It seems that a lot of macOS Sierra early adopters are turning off the Optimize Storage (or Optimize Mac Storage, depending on where you view it) feature, in fear that their vital documents may get whisked off into iCloud Drive, never to be seen again. In doing so, they may be losing a valuable hidden feature, which automatically adjusts the frequency of Time Machine backups.
As I have described elsewhere here, I have been poking around Sierra’s new logs, and am working on a set of tools to help ordinary users obtain historical log information without having to type geek into Terminal. Last night, I noticed that Time Machine now does not make regular hourly backups, as it used to under El Capitan and earlier. When I am busy creating or changing lots of files, it tries to run backups as often as every 15 or 20 minutes. When I am not using my Mac (but the Mac is not asleep), it stops making backups at all.
I have looked in vain for any mention of this apparent feature in Sierra.

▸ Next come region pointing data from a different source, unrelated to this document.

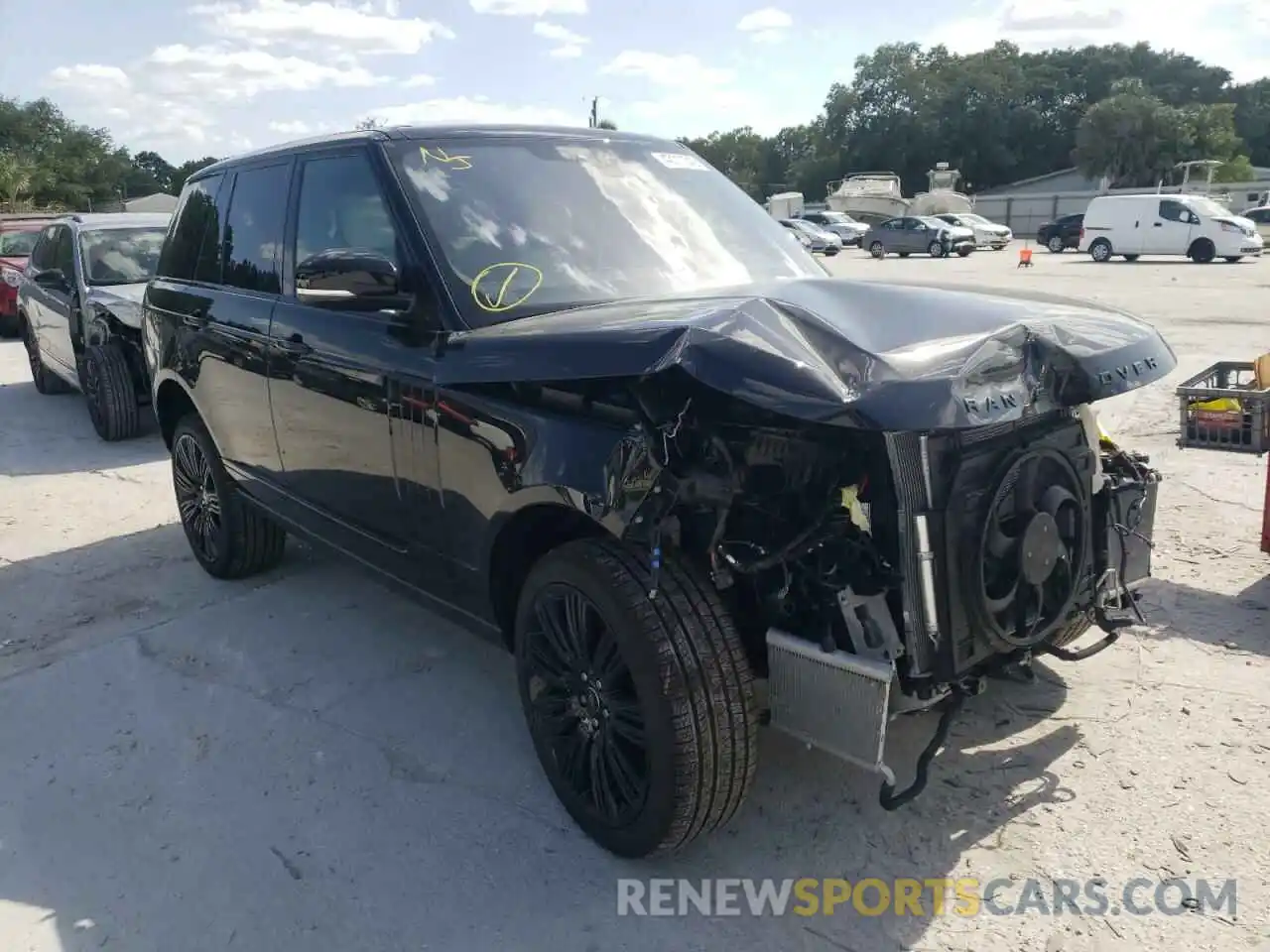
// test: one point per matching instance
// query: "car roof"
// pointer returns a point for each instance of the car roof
(24, 222)
(447, 130)
(99, 221)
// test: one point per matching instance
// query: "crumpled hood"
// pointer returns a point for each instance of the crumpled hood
(861, 354)
(121, 299)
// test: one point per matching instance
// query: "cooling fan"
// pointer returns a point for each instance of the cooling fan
(1033, 549)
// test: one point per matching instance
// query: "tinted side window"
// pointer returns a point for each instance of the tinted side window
(64, 253)
(1173, 211)
(42, 254)
(195, 221)
(253, 229)
(341, 207)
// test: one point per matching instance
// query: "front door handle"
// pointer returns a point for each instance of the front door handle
(294, 345)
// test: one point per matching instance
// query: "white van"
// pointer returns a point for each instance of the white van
(1187, 225)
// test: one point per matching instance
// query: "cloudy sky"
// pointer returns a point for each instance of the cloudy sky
(190, 77)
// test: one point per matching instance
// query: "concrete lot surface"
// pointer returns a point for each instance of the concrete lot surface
(312, 762)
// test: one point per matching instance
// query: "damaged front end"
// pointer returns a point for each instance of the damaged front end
(860, 563)
(892, 509)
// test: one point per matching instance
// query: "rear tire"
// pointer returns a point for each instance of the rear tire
(45, 380)
(670, 734)
(227, 537)
(112, 398)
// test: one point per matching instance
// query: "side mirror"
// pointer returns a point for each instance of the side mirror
(51, 278)
(343, 275)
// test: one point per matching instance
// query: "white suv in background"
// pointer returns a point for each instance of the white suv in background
(1184, 225)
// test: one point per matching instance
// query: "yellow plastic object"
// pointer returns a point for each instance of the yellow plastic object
(1220, 405)
(851, 503)
(1261, 372)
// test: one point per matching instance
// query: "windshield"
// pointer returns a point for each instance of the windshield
(17, 244)
(121, 255)
(532, 225)
(1206, 206)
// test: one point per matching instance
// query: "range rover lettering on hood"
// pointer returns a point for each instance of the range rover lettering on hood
(858, 354)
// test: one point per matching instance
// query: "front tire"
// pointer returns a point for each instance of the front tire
(227, 537)
(112, 398)
(640, 708)
(1203, 252)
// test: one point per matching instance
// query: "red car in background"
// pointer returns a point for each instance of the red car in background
(18, 234)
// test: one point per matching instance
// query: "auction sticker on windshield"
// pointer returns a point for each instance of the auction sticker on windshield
(680, 160)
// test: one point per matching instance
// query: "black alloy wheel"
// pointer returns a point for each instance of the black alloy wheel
(584, 705)
(640, 707)
(229, 537)
(197, 498)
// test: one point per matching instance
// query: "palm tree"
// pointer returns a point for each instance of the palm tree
(14, 179)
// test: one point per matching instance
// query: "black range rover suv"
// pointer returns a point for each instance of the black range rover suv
(579, 388)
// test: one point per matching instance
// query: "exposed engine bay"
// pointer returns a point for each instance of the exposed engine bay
(920, 560)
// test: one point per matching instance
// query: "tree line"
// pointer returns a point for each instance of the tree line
(48, 162)
(1125, 112)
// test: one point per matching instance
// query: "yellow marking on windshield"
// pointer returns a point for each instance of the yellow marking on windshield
(499, 276)
(460, 163)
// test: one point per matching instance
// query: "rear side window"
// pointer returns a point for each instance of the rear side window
(42, 254)
(64, 253)
(197, 225)
(253, 229)
(341, 207)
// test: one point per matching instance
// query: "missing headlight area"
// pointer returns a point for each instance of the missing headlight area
(876, 572)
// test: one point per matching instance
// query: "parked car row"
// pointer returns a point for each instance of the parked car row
(1167, 225)
(910, 235)
(635, 448)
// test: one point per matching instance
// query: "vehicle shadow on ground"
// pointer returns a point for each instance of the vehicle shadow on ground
(1238, 622)
(53, 434)
(347, 765)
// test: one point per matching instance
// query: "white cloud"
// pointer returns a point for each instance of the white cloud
(668, 70)
(470, 109)
(235, 73)
(568, 44)
(1232, 33)
(322, 22)
(766, 26)
(530, 8)
(87, 73)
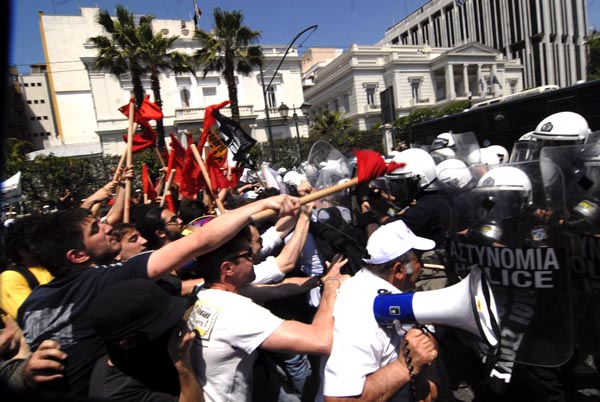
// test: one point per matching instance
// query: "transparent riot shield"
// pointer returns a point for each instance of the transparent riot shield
(580, 167)
(506, 224)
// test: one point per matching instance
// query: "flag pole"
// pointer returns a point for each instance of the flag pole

Apple does not mention any change in backup frequency, nor do any of the previews and reviews of Sierra. But then without access to your logs, or a strangely obsessive habit of manually recording every backup yourself, you’re not likely to notice.
As my iMac17,1 appears unable to sleep without sleeping its disks, I have the display set to sleep after 3 hours, but system sleep disabled.

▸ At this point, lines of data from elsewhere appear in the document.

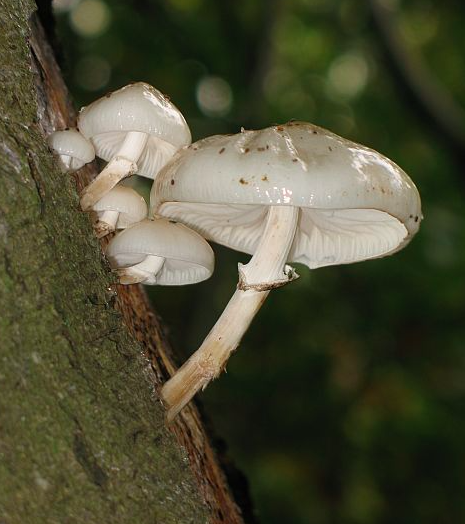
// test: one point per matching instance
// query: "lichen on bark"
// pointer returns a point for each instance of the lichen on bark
(82, 434)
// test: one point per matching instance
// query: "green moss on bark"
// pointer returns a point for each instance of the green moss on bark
(82, 438)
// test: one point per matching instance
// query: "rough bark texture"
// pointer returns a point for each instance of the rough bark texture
(82, 434)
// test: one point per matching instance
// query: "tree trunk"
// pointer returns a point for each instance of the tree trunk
(82, 433)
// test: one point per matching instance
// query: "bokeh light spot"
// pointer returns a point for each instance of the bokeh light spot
(62, 6)
(90, 18)
(348, 75)
(186, 5)
(214, 96)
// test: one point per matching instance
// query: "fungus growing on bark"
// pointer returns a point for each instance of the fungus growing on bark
(289, 193)
(161, 252)
(120, 208)
(137, 129)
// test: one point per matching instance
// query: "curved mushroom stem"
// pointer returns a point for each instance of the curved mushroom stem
(66, 161)
(105, 223)
(123, 164)
(142, 272)
(265, 271)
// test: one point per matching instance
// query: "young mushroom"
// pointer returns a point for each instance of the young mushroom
(161, 252)
(74, 149)
(120, 208)
(137, 129)
(296, 193)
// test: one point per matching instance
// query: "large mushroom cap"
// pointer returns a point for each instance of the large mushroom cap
(74, 149)
(188, 257)
(355, 203)
(136, 107)
(127, 202)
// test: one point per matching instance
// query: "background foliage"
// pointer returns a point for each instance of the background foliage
(345, 402)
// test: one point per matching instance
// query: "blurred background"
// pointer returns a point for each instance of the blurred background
(345, 402)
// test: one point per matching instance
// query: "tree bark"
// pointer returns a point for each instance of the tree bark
(82, 433)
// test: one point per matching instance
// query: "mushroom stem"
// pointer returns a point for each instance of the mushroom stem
(66, 161)
(141, 272)
(265, 271)
(105, 223)
(123, 164)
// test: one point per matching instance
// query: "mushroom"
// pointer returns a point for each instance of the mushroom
(162, 252)
(73, 149)
(137, 129)
(294, 192)
(120, 208)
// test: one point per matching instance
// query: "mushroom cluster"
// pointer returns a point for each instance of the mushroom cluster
(291, 193)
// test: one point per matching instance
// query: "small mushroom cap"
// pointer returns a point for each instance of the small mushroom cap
(355, 203)
(136, 107)
(188, 257)
(71, 143)
(131, 206)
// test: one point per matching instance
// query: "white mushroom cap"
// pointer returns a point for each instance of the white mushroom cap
(188, 258)
(136, 107)
(355, 203)
(131, 206)
(74, 149)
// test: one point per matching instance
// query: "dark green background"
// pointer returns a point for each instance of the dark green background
(345, 402)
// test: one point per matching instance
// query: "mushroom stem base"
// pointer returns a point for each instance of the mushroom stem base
(144, 273)
(105, 223)
(265, 270)
(209, 360)
(123, 164)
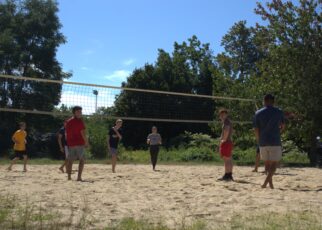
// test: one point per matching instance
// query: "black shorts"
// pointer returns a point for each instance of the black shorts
(257, 150)
(154, 149)
(20, 154)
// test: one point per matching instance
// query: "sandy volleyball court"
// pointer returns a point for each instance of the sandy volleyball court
(172, 195)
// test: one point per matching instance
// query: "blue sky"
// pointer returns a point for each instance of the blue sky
(107, 39)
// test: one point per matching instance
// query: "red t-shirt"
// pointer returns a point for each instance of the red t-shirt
(73, 128)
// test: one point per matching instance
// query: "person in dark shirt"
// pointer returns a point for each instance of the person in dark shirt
(113, 139)
(268, 125)
(61, 138)
(154, 140)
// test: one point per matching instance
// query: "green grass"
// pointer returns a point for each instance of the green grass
(310, 220)
(15, 214)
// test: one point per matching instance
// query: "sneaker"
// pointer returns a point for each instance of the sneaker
(224, 178)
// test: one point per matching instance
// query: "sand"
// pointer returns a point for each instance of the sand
(172, 195)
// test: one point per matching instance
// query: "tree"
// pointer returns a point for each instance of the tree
(187, 70)
(29, 38)
(292, 69)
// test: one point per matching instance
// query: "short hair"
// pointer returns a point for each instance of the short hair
(76, 108)
(22, 124)
(269, 98)
(223, 110)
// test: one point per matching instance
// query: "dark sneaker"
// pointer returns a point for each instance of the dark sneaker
(224, 178)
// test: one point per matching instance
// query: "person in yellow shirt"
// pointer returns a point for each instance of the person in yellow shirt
(19, 139)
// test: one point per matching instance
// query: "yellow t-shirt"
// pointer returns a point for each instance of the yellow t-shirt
(20, 138)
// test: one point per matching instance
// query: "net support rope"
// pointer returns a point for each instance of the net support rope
(141, 118)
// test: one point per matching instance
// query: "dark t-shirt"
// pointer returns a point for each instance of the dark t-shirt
(63, 139)
(114, 139)
(227, 125)
(268, 120)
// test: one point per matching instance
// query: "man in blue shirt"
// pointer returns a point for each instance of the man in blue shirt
(268, 124)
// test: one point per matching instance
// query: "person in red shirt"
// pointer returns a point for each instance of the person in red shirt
(76, 142)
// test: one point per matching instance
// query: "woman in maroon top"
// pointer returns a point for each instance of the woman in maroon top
(76, 142)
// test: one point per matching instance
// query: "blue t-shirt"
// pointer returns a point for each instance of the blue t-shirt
(269, 120)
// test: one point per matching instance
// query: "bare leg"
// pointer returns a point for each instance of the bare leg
(69, 169)
(12, 163)
(61, 168)
(114, 158)
(257, 163)
(267, 166)
(271, 173)
(271, 168)
(25, 159)
(228, 165)
(80, 169)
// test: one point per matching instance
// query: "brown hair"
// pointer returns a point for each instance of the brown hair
(22, 124)
(223, 110)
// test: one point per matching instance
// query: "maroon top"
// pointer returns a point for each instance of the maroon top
(74, 126)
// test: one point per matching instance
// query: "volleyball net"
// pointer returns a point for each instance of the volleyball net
(51, 97)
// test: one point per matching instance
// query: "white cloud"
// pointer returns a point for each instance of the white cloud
(129, 62)
(118, 75)
(84, 68)
(86, 100)
(88, 52)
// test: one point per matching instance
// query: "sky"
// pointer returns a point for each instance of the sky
(108, 39)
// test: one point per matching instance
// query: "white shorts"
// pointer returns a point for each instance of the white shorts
(271, 153)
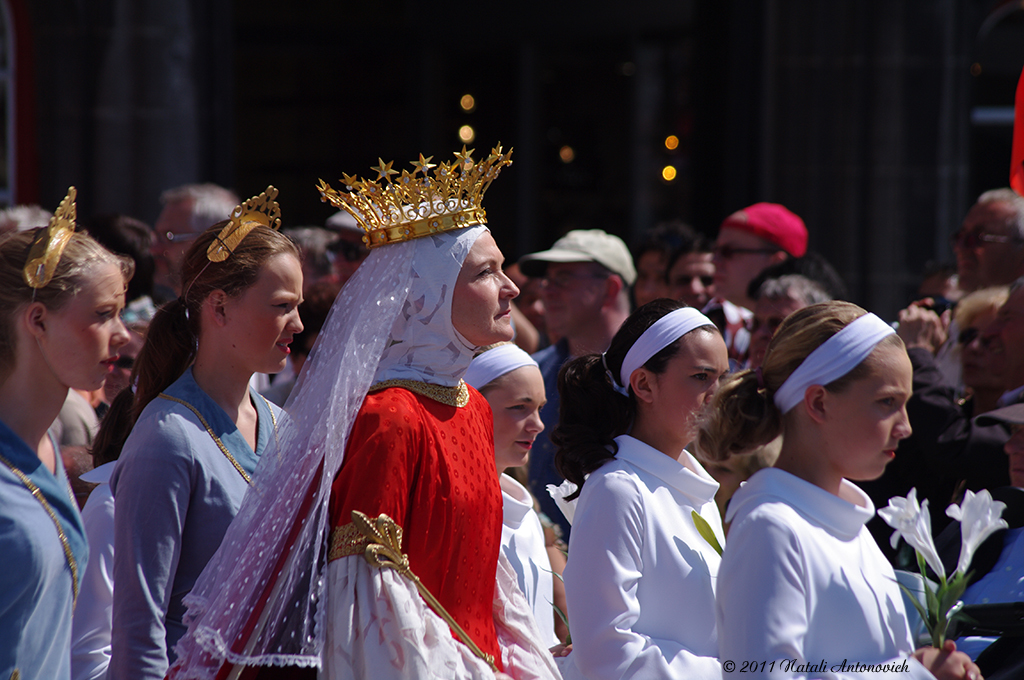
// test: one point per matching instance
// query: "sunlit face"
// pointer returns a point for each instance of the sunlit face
(688, 383)
(516, 399)
(573, 295)
(988, 251)
(691, 279)
(983, 369)
(739, 256)
(1015, 450)
(81, 340)
(650, 278)
(867, 420)
(261, 322)
(482, 295)
(768, 314)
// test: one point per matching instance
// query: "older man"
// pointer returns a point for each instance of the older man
(586, 275)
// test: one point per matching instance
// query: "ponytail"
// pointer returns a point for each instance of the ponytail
(168, 351)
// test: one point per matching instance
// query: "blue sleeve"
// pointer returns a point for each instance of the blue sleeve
(153, 484)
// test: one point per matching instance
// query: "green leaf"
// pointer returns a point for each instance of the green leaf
(706, 532)
(916, 605)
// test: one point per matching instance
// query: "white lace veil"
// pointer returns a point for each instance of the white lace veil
(265, 584)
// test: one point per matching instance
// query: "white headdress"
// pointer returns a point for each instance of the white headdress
(257, 601)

In the iCloud Drive options, in the iCloud pane, I have Optimize Mac Storage enabled (ticked), but the Desktop & Documents Folders item unchecked (disabled), so that nothing should be stolen into iCloud Drive from them. I have the default 5 GB of iCloud storage, of which I have 4.58 GB available. My internal Fusion Drive (a 2 TB + 120 GB model) has 1.09 TB available. So there should not be the slightest need for any storage optimisation to start whisking files from my Fusion Drive into the cloud.

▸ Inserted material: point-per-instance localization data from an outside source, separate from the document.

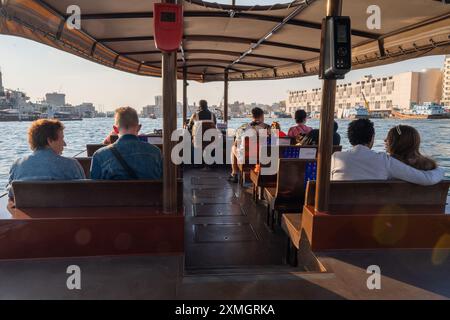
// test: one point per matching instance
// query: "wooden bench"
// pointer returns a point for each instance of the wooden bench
(85, 163)
(155, 140)
(373, 215)
(289, 192)
(260, 181)
(90, 218)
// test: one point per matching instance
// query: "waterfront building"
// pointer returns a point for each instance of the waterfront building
(149, 110)
(400, 91)
(56, 99)
(86, 110)
(2, 90)
(446, 83)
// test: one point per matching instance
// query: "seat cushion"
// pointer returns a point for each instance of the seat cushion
(254, 177)
(292, 224)
(269, 195)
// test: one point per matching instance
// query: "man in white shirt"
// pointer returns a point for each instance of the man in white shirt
(246, 130)
(361, 163)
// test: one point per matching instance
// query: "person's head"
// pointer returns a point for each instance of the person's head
(335, 126)
(403, 143)
(361, 132)
(126, 121)
(258, 114)
(300, 116)
(203, 105)
(45, 133)
(275, 126)
(311, 139)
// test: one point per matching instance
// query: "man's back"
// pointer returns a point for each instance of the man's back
(45, 164)
(361, 163)
(143, 158)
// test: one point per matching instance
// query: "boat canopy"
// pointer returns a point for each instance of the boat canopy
(249, 42)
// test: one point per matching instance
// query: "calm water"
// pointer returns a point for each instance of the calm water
(13, 139)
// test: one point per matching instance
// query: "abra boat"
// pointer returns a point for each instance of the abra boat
(194, 235)
(358, 112)
(428, 110)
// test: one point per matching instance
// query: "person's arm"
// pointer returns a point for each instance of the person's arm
(11, 178)
(79, 171)
(291, 132)
(191, 122)
(160, 167)
(96, 170)
(399, 170)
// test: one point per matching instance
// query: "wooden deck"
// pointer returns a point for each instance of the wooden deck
(224, 228)
(230, 254)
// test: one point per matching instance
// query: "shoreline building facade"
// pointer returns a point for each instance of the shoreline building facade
(383, 94)
(445, 101)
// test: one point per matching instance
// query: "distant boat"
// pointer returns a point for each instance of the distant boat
(358, 112)
(314, 115)
(280, 115)
(62, 116)
(428, 110)
(9, 115)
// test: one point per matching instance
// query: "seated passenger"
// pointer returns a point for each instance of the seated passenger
(111, 138)
(238, 148)
(46, 140)
(361, 163)
(276, 126)
(300, 129)
(128, 158)
(312, 138)
(403, 143)
(201, 121)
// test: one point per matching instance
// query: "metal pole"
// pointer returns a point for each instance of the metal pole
(169, 78)
(185, 84)
(225, 98)
(334, 8)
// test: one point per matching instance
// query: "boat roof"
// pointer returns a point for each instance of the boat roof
(251, 42)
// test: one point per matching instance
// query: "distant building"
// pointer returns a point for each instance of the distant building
(86, 110)
(179, 109)
(56, 99)
(400, 91)
(158, 106)
(446, 83)
(149, 110)
(2, 89)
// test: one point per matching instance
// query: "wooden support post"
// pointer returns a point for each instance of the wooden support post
(225, 98)
(334, 8)
(169, 78)
(185, 102)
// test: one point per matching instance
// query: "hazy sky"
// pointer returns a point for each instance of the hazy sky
(38, 69)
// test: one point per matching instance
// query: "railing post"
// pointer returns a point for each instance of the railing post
(169, 88)
(225, 98)
(185, 102)
(334, 8)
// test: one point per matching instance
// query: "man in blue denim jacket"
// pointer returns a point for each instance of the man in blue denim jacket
(136, 159)
(46, 139)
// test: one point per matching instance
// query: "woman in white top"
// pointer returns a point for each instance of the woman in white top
(361, 163)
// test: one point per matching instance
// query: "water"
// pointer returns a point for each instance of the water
(13, 139)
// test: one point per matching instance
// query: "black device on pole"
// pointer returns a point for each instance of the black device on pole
(336, 56)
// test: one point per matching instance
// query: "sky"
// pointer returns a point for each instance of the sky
(37, 69)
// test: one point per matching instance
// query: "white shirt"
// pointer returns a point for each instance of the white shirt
(361, 163)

In Time Machine, I have the new Back Up Automatically control checked. I had not noticed that it had changed from the old toggle switch, but it has now!
My backups are made over Thunderbolt to a Promise Pegasus hardware RAID which has 3.12 of its 6 TB storage free.
I have just started to make the first of my log reading tools, LogLogger. Because it needs a more sophisticated dialog than is available using standard AppleScript, I have started to make this using Shane Stanley’s neat Dialog Toolkit v2.0.2, available from here.
The first part of this tool is intended to write out a reformatted excerpt of Time Machine entries from the new logs, for the most recent periods of 3 hours, 12 hours, or one day. My initial working source code is shown below for interest.
If you’d like to inspect your own logs, I offer this as a tool for download here: loglogger1
It is not signed, so you will probably have to use the Finder Open command to be able to run it the first time. Its app bundle includes Shane’s Dialog Toolkit, to save you from having to install that yourself. If you write out your Time Machine log for 12 hours or a whole day, you may well observe that those backups occurred at quite irregular intervals.
As far as I can see, when Optimize Storage is enabled, Sierra keeps a track of disk activity. When there is little or no activity, it schedules backups at longer intervals, or suspends them altogether. When there is more intense activity, backups will be called more frequently, sometimes only 15 or 20 minutes apart. If activity is so intense that a backup is called within 10 minutes or less of the last, Sierra will normally cancel that, and leave it for another ten minutes or so.
Has anyone else noticed this, or have I got some undiscovered Time Machine malware installed?